Directed by Norah Swiney, the play followed Jack Worthing (played by Timothy Conn) and Algernon Moncrieff (played by Caleb Vaughn) and love interests Gwendolen Fairfax (played by Alyssa McGuire) and Cecily Cardew (played by Rebekah Wood).

In a twisted mess of hilarious irony, the characters reveal the frivolous nature of 19th-century views on courtship and marriage.

“To speak frankly, I am not in favour of long engagements. They give people an opportunity of finding out each other’s characters before marriage,” was the best quote of the night, presented by Lady Bracknell (played by Dru Denny).

It portrayed Wilde’s strength in calling out the idiosyncrasy of 19th-century traditional rules of behavior in such a hilarious yet profound way.

Actors Timothy Conn and Caleb Vaughn as Jack Worthing and Algernon Moncrieff.

The chemistry of the actors on-stage added a depth to the performance and had me pulled in nearly the entire show.

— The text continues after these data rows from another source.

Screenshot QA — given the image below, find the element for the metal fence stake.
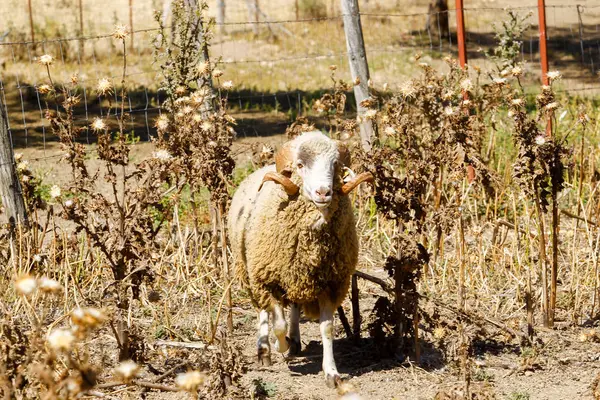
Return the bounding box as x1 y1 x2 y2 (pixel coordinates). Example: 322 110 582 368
455 0 474 183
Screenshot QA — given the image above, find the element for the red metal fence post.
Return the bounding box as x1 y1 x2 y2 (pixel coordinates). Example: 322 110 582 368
455 0 474 182
537 0 552 137
455 0 467 69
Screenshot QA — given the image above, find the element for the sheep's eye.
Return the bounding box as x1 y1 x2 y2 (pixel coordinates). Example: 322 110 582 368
297 162 304 169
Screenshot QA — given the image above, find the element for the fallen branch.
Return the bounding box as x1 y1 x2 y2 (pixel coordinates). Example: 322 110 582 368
354 270 531 344
422 295 531 344
140 361 191 394
154 361 190 382
353 270 392 294
96 380 178 392
561 209 598 227
155 340 214 350
496 219 536 240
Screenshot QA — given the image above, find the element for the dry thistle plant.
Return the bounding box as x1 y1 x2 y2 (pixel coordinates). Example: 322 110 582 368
486 10 532 75
345 56 498 355
506 70 570 329
40 26 186 362
153 0 236 337
311 66 358 140
0 276 107 398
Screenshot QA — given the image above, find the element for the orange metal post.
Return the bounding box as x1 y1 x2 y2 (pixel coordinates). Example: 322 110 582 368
455 0 474 182
455 0 467 68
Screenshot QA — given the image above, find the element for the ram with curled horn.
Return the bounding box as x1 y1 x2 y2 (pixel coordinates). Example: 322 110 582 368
228 130 373 389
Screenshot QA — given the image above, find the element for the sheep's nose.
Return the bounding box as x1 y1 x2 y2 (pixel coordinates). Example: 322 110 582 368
315 186 332 198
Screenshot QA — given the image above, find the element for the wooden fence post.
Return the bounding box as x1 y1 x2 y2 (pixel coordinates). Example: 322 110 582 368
129 0 134 51
0 97 28 228
162 0 172 27
78 0 85 56
216 0 226 34
340 0 373 152
27 0 35 42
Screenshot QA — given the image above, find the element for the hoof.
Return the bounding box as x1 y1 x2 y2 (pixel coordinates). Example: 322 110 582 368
257 352 272 366
275 336 290 353
325 374 342 389
257 345 272 366
288 337 302 357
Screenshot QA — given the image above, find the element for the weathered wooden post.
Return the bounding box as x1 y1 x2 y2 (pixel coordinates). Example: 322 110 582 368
78 0 85 56
162 0 172 27
246 0 259 36
129 0 134 51
340 0 373 152
27 0 35 42
340 0 372 340
216 0 226 34
0 98 28 228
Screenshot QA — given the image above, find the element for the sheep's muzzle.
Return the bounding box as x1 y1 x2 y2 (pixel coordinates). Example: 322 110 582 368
258 172 300 196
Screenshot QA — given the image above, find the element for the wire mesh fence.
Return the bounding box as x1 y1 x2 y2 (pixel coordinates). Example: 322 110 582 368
1 1 600 158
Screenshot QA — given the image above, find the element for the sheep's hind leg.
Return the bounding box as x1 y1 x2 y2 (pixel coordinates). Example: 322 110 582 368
288 303 302 356
257 310 272 366
319 297 342 388
271 304 290 353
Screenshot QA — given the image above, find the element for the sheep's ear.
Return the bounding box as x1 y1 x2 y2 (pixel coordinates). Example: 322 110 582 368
336 141 351 167
275 141 295 175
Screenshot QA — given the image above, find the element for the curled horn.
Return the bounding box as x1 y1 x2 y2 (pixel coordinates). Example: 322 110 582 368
259 172 299 196
336 141 374 194
341 172 375 195
258 141 299 196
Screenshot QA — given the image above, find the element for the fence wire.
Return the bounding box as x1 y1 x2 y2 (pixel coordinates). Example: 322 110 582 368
1 2 599 155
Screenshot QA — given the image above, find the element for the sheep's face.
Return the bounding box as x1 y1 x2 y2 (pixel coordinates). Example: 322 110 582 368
259 131 373 214
294 139 341 209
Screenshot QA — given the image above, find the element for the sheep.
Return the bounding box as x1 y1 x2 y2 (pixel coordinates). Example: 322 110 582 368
228 130 373 388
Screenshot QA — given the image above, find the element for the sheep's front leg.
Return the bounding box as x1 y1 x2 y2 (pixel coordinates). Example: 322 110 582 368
257 310 272 366
319 298 341 388
271 304 290 353
288 303 302 356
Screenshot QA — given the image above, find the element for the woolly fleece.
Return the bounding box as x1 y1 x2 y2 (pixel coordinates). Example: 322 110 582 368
228 135 359 320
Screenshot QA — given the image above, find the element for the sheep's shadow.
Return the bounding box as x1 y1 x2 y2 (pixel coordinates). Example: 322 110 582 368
285 336 446 379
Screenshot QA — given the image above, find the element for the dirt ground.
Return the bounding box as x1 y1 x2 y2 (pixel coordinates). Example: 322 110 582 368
14 109 600 400
89 267 600 400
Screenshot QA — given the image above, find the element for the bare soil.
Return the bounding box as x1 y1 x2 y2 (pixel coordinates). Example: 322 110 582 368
117 273 600 400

I only sank into my seat at a few of the scenes in which the actors were relentless in their high-pitched London accents.

I was mesmerized by the timing of the transitional scenes where the actors kept the audience laughing­—even without dialogue—as stage hands weaved in and out behind the action, rearranging the set in perfect timing.

The set design featured intricate details, broad, traditional columns, true-to-the-time paintings that brought the audience directly into the time period.

Overall, I was satisfied with the actor’s sassy mannerisms and wit throughout the show, as well as the the authentic lighting, sound, costumes and design. Bravo, ORU Theatre.